Revolution Medicines, Inc. (RVMD, Financial) has unveiled promising early data for its RAS(ON) G12D-selective inhibitor, zoldonrasib (RMC-9805), used to treat KRAS G12D mutant non-small cell lung cancer (NSCLC). The results were showcased during the American Association for Cancer Research (AACR) Annual Meeting in Chicago.
In a Phase 1 study involving 90 patients with solid tumors, and specifically analyzing 18 efficacy-evaluable NSCLC patients, zoldonrasib achieved a noteworthy 61% objective response rate at a 1200 mg daily dosage. Additionally, the disease control rate was reported at 89%, with no dose-limiting toxicities and a 98% mean dose intensity, indicating sustained dosing adherence.

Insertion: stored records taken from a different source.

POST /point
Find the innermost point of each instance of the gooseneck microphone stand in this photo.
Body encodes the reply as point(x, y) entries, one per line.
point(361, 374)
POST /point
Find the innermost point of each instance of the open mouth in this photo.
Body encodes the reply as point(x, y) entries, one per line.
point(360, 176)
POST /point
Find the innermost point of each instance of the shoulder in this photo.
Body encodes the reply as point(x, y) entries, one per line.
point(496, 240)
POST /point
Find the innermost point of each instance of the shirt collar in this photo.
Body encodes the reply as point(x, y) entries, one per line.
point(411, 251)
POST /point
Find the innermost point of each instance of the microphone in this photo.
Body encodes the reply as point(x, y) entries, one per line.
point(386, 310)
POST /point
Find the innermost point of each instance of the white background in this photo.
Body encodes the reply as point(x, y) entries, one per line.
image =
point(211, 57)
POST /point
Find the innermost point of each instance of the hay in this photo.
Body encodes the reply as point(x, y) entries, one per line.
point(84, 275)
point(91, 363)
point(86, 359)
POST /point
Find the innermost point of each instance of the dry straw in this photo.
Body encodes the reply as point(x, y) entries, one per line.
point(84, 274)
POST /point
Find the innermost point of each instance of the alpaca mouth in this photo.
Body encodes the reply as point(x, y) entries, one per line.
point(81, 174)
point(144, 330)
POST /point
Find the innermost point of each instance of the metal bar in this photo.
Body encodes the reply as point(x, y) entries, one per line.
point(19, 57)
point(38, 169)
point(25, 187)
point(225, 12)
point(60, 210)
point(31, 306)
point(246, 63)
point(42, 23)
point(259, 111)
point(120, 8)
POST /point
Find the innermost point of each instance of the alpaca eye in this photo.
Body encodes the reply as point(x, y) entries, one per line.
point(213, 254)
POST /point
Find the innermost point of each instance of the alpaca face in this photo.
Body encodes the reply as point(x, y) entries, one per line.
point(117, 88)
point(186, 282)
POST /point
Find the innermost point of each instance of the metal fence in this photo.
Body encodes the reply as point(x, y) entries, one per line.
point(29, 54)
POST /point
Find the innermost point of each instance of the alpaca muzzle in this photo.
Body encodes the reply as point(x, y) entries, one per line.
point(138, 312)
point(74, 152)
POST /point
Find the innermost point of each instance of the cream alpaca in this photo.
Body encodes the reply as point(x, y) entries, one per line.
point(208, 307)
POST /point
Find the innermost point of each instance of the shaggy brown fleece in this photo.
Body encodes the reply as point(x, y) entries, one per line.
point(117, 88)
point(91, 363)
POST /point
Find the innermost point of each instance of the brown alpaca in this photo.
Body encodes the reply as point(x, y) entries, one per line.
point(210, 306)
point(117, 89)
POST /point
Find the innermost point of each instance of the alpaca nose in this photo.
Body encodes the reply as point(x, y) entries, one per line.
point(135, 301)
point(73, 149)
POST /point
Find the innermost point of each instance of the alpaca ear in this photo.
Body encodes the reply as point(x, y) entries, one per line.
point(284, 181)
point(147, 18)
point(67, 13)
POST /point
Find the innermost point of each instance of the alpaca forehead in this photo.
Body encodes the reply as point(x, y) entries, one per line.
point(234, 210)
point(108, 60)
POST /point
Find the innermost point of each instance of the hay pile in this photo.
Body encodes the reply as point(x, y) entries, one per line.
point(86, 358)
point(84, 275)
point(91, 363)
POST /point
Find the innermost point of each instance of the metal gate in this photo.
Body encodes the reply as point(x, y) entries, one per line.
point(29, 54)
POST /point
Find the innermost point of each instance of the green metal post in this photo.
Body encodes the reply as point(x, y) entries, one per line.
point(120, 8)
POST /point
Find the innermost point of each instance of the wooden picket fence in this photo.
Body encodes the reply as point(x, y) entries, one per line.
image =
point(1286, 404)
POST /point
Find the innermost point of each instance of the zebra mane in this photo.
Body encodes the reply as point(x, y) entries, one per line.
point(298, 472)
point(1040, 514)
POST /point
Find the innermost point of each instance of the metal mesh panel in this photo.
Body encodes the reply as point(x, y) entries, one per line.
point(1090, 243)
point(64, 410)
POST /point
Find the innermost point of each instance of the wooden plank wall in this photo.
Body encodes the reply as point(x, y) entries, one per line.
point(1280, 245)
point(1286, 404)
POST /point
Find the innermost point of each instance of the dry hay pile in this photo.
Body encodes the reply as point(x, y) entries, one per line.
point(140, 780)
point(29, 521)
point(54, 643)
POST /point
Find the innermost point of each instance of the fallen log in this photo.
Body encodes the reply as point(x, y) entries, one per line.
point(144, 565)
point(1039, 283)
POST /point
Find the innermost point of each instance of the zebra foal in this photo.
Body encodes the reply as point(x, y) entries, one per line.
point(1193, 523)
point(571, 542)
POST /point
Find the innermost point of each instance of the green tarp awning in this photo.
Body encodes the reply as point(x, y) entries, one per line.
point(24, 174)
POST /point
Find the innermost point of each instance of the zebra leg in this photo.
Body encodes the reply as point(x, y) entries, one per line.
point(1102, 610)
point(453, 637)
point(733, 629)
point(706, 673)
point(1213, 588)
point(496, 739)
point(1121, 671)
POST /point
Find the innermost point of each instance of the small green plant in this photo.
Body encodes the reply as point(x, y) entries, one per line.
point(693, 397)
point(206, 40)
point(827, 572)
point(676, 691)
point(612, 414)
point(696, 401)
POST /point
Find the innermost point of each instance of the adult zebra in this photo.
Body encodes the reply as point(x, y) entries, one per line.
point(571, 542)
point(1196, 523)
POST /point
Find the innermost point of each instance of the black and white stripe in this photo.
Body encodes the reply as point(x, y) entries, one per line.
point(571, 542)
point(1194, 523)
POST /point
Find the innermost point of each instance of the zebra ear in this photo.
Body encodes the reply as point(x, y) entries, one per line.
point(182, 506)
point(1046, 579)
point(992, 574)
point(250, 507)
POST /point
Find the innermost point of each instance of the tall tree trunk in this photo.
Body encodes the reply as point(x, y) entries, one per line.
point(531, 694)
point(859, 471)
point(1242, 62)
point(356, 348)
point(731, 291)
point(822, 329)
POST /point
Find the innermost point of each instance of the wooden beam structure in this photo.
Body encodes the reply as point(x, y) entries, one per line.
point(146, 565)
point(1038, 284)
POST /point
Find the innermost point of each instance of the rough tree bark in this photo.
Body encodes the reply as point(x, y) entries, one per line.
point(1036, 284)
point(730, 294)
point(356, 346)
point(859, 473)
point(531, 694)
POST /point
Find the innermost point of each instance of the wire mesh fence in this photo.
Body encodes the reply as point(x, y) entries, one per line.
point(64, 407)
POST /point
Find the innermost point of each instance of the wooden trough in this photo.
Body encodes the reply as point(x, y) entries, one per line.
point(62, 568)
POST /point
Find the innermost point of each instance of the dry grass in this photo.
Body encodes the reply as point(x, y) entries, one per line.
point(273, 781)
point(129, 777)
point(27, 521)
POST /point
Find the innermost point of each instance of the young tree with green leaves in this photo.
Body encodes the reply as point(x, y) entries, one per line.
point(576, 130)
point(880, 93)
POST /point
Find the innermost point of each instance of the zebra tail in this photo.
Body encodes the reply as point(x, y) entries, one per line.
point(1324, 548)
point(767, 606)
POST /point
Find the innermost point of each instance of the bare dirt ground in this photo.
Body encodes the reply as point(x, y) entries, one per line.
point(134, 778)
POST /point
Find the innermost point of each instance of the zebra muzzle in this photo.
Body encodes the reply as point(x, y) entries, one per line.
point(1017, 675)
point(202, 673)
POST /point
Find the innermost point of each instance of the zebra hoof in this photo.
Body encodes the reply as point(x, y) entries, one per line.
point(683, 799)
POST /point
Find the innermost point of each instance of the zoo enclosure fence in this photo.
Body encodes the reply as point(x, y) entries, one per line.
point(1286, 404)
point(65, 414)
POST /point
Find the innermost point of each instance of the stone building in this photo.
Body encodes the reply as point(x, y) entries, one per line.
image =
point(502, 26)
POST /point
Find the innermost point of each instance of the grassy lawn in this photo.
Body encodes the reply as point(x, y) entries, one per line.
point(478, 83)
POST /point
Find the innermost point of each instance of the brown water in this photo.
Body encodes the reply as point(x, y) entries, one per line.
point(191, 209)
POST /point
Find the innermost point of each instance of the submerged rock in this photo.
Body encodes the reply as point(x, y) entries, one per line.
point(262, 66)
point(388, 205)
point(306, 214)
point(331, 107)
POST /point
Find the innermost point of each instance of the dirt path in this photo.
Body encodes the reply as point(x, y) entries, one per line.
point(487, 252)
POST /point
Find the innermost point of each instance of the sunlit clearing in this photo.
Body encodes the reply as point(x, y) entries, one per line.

The safety profile was deemed acceptable, primarily presenting Grade 1 or 2 adverse events. The most frequent treatment-related adverse effects were nausea (39%), diarrhea (24%), vomiting (18%), and rash (12%). Notably, only 2% of participants experienced reversible Grade 3 events after adjusting the dosage.
Given that there are currently no approved targeted therapies for KRAS G12D mutant cancers, these findings offer significant hope. Despite the small sample size in this early trial phase, the initial efficacy signals are encouraging and suggest potential utility for zoldonrasib across various KRAS G12D-driven cancers. As Revolution Medicines advances its pipeline, the promising results underscore the potential of zoldonrasib and similar targeted therapies in addressing unmet medical needs in oncology.